Attraversiamo una grave crisi economica, che sta scavando solchi profondi nella società. Uno dei più rilevanti è quello fra lavoratori privati (autonomi e dipendenti) e gli impiegati pubblici. Al di là di quanto sia lo stipendio, il lavoro di questi ultimi resta e resterà garantito, insieme alla tredicesima, ai contributi, ai permessi tradizionali e ai permessi per Covid. I primi navigano nella nebbia e vivono alla giornata. Ai rischi che, da sempre, affrontano se ne sono aggiunti altri. La pandemia da una parte, le misure per contrastarla dall’altra, hanno scosso ogni loro certezza.
Proprio per questo, l’annuncio da parte di CGIL, CISL e UIL di uno sciopero generale della pubblica amministrazione è una provocazione inaccettabile: una autentica istigazione allo scontro sociale.
Può darsi pure che i dipendenti pubblici credano di avere le loro ragioni da rivendicare: ambienti di lavoro sicuri (benché almeno la metà di loro sono per decreto in lavoro agile); lotta al precariato (benché nel mercato del lavoro privato il lavoro sia, quasi per definizione, precario); maggiori assunzioni e risorse (benché ciò non voglia affatto dire maggiore efficienza). Può darsi che i sindacati del pubblico impiego ritengano che su assunzioni, sicurezza e contratti non ci siano risposte adeguate e che il Parlamento, con il nuovo bilancio, debba stanziare risorse per rinnovi di contratti e assunzioni.
Quel che è certo è che la richiesta di più soldi, più contratti, più garanzie è del tutto stonata in tempi in cui tutti coloro che stanno al di fuori del perimetro pubblico di lavoro non sanno se, per quanto tempo e a quali condizioni potranno mantenere il loro lavoro, e tutti coloro – giovani inoccupati e disoccupati – che provano a trovare un lavoro non sanno per quanto tempo ancora dovranno aspettare.
In un Paese come il nostro, dove i sindacati sono attori politici di prima grandezza, ci si aspetterebbe da loro un minimo di senso dell’opportunità.

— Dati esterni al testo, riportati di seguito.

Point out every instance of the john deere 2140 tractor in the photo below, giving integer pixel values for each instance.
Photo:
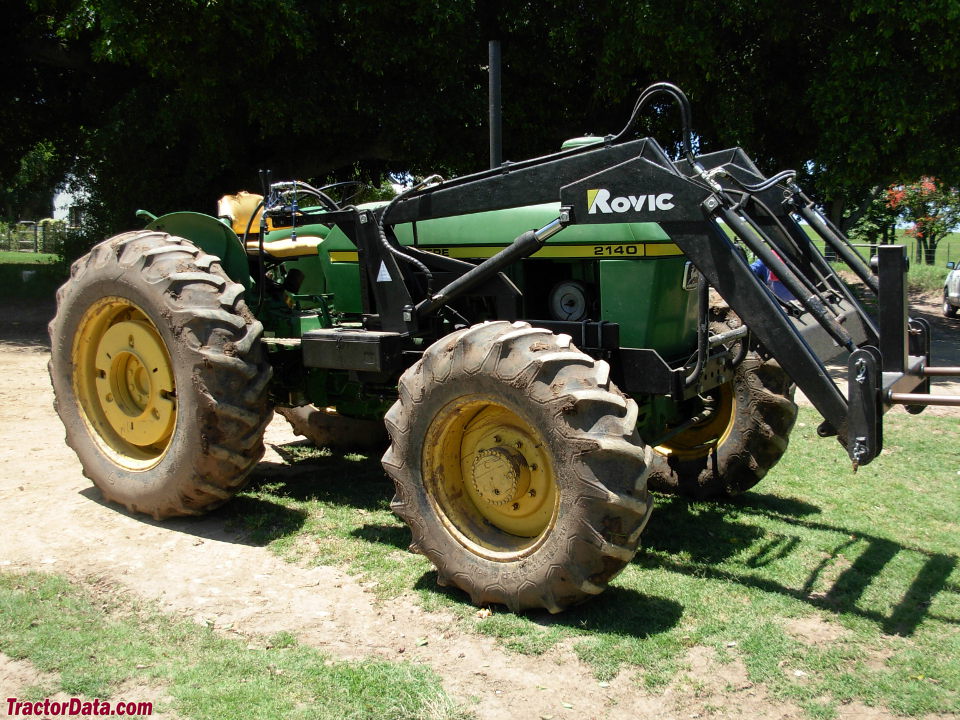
(544, 342)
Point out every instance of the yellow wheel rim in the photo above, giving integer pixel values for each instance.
(490, 478)
(700, 439)
(123, 381)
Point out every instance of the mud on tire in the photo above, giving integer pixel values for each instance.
(517, 467)
(752, 436)
(158, 375)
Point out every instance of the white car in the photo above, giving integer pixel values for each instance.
(951, 291)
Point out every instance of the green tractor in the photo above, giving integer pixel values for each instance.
(544, 343)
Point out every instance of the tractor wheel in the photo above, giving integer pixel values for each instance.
(324, 427)
(517, 467)
(158, 375)
(744, 437)
(948, 309)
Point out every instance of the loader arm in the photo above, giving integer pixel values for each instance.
(711, 207)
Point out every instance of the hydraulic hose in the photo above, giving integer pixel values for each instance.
(685, 114)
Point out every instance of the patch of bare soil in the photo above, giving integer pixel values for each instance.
(55, 521)
(17, 676)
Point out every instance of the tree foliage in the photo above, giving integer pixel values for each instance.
(168, 104)
(932, 207)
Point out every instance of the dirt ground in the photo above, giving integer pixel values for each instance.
(55, 521)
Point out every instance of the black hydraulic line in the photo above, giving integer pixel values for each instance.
(788, 261)
(763, 184)
(812, 303)
(804, 208)
(300, 186)
(922, 399)
(261, 270)
(816, 260)
(495, 105)
(703, 332)
(394, 248)
(685, 114)
(734, 334)
(942, 371)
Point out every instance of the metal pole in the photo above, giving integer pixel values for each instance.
(496, 113)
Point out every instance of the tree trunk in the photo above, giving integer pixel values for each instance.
(930, 252)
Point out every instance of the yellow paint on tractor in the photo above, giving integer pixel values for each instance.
(491, 478)
(123, 381)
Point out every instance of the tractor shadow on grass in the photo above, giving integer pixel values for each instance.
(618, 610)
(244, 520)
(742, 540)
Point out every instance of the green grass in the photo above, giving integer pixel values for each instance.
(9, 257)
(872, 557)
(98, 643)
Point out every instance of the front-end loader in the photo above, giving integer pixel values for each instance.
(544, 343)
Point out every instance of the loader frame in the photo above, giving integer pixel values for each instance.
(707, 205)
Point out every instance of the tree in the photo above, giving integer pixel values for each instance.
(878, 222)
(170, 103)
(932, 207)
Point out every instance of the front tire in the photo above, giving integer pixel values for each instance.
(158, 375)
(517, 467)
(746, 435)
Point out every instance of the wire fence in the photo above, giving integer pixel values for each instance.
(45, 236)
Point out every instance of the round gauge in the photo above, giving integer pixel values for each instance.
(568, 301)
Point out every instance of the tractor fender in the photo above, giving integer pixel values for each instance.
(210, 235)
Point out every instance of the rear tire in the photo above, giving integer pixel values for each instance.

Per il momento, lo sciopero è stato indetto dalle sigle della Triplice. C’è quindi da sperare che, proprio nel rispetto della propria dignità e di quella altrui, e conoscendo bene le difficoltà dei lavoratori del privato che sono poi, nel vissuto di ciascuno, conoscenti, amici e parenti che spesso condividono preoccupazioni e frustrazioni, i lavoratori stessi della PA decideranno di non parteciparvi. Siamo certi che i lavoratori del pubblico impiego hanno più senso della realtà di chi pretende di parlare per loro.